Structural causal influence (SCI) captures the forces of social inequality in models of disease dynamics

Mathematical modelling has served a central role in studying how infectious disease transmission manifests at the population level. These models have demonstrated the importance of population-level factors like social network heterogeneity on structuring epidemic risk and are now routinely used in public health for decision support. One barrier to broader utility of mathematical models is that the existing canon does not readily accommodate the social determinants of health as distinct, formal drivers of transmission dynamics. Given the decades of empirical support for the organizational effect of social determinants on health burden more generally and infectious disease risk more specially, addressing this modelling gap is of critical importance.

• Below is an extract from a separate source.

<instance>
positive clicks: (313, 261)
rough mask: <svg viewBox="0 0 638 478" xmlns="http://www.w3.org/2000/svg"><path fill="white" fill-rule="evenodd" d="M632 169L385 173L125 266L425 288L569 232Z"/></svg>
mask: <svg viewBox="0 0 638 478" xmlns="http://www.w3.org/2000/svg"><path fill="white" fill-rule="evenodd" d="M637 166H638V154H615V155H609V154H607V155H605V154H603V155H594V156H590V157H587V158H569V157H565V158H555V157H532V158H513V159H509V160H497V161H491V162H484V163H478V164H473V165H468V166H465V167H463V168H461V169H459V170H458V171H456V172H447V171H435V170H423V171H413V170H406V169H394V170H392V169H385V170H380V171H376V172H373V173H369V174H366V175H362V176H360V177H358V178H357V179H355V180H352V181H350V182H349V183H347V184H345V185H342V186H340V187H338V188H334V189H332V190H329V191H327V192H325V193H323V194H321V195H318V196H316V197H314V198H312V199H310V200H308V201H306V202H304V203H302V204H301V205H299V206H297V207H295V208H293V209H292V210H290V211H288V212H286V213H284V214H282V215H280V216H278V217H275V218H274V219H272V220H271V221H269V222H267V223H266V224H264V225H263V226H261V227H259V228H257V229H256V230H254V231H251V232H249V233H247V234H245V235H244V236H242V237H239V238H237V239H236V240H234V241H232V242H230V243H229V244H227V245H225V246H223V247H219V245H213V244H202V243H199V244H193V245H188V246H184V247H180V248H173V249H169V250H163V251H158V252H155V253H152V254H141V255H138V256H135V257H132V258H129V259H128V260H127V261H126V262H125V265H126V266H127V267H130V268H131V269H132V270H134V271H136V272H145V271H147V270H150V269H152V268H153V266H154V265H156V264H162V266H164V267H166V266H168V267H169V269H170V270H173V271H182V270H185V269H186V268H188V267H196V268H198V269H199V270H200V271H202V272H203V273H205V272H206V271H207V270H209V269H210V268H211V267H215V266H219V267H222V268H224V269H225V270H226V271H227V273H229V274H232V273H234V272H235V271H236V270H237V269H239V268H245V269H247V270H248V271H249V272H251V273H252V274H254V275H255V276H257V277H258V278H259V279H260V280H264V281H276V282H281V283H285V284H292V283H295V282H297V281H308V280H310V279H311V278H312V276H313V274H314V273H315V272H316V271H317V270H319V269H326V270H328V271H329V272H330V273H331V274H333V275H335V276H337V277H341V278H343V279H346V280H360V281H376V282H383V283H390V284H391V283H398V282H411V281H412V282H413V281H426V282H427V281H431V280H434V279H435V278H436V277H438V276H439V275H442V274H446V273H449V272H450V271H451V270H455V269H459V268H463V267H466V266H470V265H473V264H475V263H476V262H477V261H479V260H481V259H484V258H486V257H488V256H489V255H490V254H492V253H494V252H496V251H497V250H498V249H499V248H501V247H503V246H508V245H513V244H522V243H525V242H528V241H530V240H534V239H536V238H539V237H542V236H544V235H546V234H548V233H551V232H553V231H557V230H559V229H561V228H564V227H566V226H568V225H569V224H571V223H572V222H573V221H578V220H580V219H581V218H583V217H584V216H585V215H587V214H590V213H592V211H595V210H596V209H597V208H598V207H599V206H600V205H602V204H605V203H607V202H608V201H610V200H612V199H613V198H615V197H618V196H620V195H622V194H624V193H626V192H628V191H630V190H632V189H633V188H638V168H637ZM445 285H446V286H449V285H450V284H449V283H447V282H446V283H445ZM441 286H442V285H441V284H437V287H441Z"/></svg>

In this study, we build on prior efforts to integrate social forces into mathematical epidemiology by introducing several new metrics, principally structural causal influence (SCI). Here, SCI leverages causal analysis to provide a measure of the relative vulnerability of subgroups within a susceptible population, which are crafted by differences in healthcare, exposure to disease, and other determinants. We develop our metrics using a general case and apply it to specific one of public health importance: Hepatitis C virus in a population of persons who inject drugs. Our use of the SCI reveals that, under specific parameters in a multi-community model, the "less vulnerable" community may sustain a basic reproduction number below one when isolated, ensuring disease extinction. However, even minimal transmission between less and more vulnerable communities can elevate this number, leading to sustained epidemics within both communities. Summarizing, we reflect on our findings in light of conversations surrounding the importance of social inequalities and how their consideration can influence the study and practice of mathematical epidemiology.